A tremor went through the head. Like someone waking from a long sleep, it slowly opened its eyes and moved them from side to side, surveying its surroundings.
On the magician’s instructions, the girl asked the head to smile. It turned up the corners of its mouth in a grin that sent a shudder through the crowd. They knew this could not be a real head, but by what strange power was it able to look at them so and to smile in such a way?
From his post at the side of the stage, the magician also smiled. “Now, Ruby, why don’t you ask our visitor some questions?” he said.
The girl was clearly frightened. It was all she could do to remain standing near the unnatural thing in the box. “I don’t know what to ask it,” she said nervously.
“Begin by asking its name.”
She turned to the head in the box. “What is your name?”
Immediately, the head fastened its eyes on the girl, as though some dim flicker of life within it caught flame. Its eyes widened.
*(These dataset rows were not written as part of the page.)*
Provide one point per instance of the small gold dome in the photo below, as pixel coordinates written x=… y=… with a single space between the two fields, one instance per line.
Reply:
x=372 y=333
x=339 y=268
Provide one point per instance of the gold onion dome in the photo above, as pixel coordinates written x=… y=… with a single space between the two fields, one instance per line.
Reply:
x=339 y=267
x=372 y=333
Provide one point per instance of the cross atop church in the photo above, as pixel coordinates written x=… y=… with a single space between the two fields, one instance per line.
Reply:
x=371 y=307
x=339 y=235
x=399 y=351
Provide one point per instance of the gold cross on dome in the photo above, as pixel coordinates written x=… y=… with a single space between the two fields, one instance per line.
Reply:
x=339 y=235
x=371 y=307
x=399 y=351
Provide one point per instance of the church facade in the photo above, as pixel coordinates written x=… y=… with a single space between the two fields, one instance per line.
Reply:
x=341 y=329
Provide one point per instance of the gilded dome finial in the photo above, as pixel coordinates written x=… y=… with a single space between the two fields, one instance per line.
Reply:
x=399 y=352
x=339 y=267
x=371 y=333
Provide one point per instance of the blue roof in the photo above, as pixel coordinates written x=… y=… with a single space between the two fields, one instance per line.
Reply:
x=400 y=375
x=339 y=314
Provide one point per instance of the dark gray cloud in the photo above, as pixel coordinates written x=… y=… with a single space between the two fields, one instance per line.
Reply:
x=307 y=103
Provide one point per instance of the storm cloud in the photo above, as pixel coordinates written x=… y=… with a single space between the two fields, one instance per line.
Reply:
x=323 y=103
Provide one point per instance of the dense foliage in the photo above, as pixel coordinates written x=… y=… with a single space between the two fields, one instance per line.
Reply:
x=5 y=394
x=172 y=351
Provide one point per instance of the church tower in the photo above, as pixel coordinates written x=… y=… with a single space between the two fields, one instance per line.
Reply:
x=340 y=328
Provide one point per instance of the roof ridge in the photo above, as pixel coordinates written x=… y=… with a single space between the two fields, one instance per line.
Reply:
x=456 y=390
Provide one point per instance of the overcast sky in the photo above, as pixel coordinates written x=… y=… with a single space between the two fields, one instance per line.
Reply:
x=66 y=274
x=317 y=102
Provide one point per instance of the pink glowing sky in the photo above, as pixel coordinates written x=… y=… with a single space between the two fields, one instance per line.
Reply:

Its mouth opened, and a voice issued from those parted lips, a voice unlike anything those in the room had ever heard before. It was deep and hollow – like something from beyond the grave.
“I am the Sphinx,” it said.
“How old are you?” asked the girl at the magician’s direction, for he now stood smiling by her side.
“Before your father’s father and his father’s father and his father’s father were, I was,” said the Sphinx.
The silence that had fallen over the room was broken by several older boys who sat together at the back, quietly snickering among themselves. They were old enough to know that a head in a box could not possibly talk. They were wise enough to know that the magician was throwing his voice to give the Sphinx the illusion of speech.